When I entered middle school things started to change. In sixth grade I had a terrible science teacher. He wasn’t that nice didn’t help me to understand science. Also, if I heard correctly, he was a perv. He apparently stared at the breasts of the girls in the front of the room and I even heard he followed a girl into the bathroom once. Luckily for me puberty hit a little later. Anyway, if I don’t have an interest in what is going on in class I don’t do my work to my full potential and that happened in this class, and in math too that year which I am sure didn’t help, but that is a different story. I passed both classes by the skin of my teeth and my interest in science died. I didn’t want to be an astronaut or do anything in the field of science. Seventh grade I had better teachers but still my interest in science was nowhere to be found. In eighth grade I went through my angsty phase that most teens/tweens go through and I hated basically everything, science included. As the year went on my seat moved from the middle of the room to the back. The three boys at my table all sucked terribly in science and I was actually doing good in the class again. Whenever we had a test I gave them enough answers to pass and my teacher never caught on. This helped me to start to like science at least a little again.
In high school science started to change for me. Freshman year I had biology and I gotta say, if anyone struggled with Regents Living Environment I feel really bad for you because nothing was easier than that. I did extremely well in that class and started to really like science again. Sophomore year I was able to skip over Earth science which I didn’t really mind, but I think at some point they learned about astronomy and I was a little sad not to have that chance because I still had a small interest in that. I went into chemistry. In class I had some good chapters where I really understood what was going on and other where I had no clue at all. In lab I did most of the work, never minding at all, for me and my partner because she was afraid of using the Bunsen burner and because I just had fun doing the stuff. I wasn’t the best at measurements, I just tried getting close to the amount of whatever I needed. I didn’t do as well in this class as I did in biology but I passed and was happy. Junior year I had physics. Now this class it is vital you pay attention and don’t goof around. The complete opposite of what my classmates did and boy was that distracting. I had the most amazing physics teacher but because she’s easy going and fun everyone took advantage of her class and made me start to hate the people in my grade. We barely finished the course in time for the regents and never had a chance to review (I had the same teacher for math that year and I don’t think we even got close to the end of the curriculum). All I wanted to learn from that class was string theory, that never happened. At the end of the year the soon-to-be seniors were able to choose a couple of the classes they wanted to take and I picked Human Biology (a college course) and forensic science. Obviously science grew on me again. Sadly, forensic science was omitted in my senior year so instead they put me in psychology which I don’t particularly like but at least I have a nice teacher. Human bio is a more indepth class from freshman year bio and it is interesting. I am not best in the class like I was freshman year but I am doing pretty good in it.

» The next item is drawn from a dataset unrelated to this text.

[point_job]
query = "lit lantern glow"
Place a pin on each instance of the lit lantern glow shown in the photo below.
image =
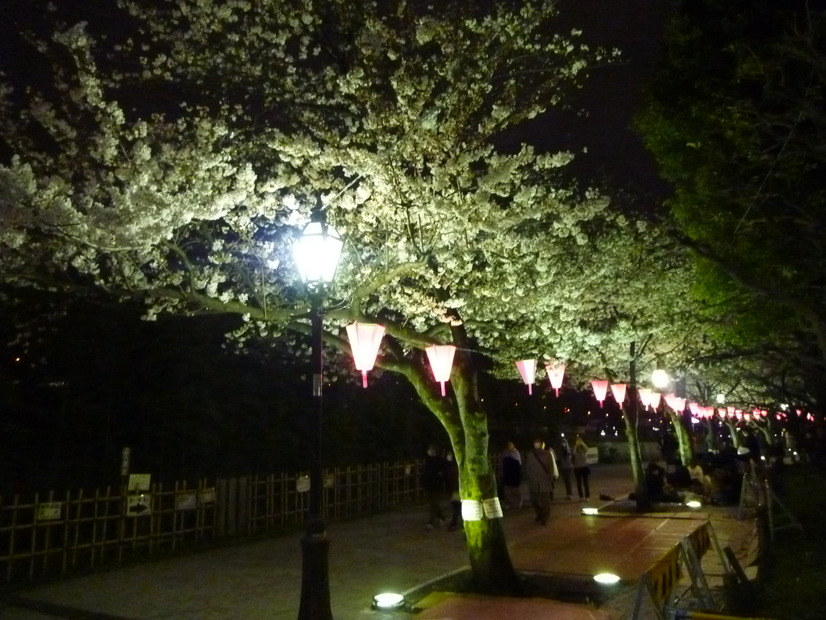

Next year I enter college and I want to major in Forensic science and minor in music. As you can see my hatred for science that I developed in sixth grade has died away. Forensic science is not going to be easy, I am going to have to take biology, chemistry, organic chemistry, physics, quantitative analysis, and much more. These courses are going to be more in depth than any of my high school courses and yet I am excited for it. I want to better my knowledge in the field of science. I want to understand the world around me, big and small. From quantum physics to nanotechnology, it is all amazing stuff that I feel should be seen as more of an importance in young students. I was lucky to get back into the groove with science, but not without missed opportunities. In freshman year I was offered to partake in science research in my school but I decided against it. I could have had so many college credits (which going into a field of science I probably couldn’t use) and I could have had a chance to increase my knowledge and understanding of science. Also, had I not giving up with wanting to be an astronaut or do something in science when I was young I could have had the chance to participate in more science related activities outside of school. That would have been a fun and educating experience. But we can’t change the past and at least now I have a good relationship with science again.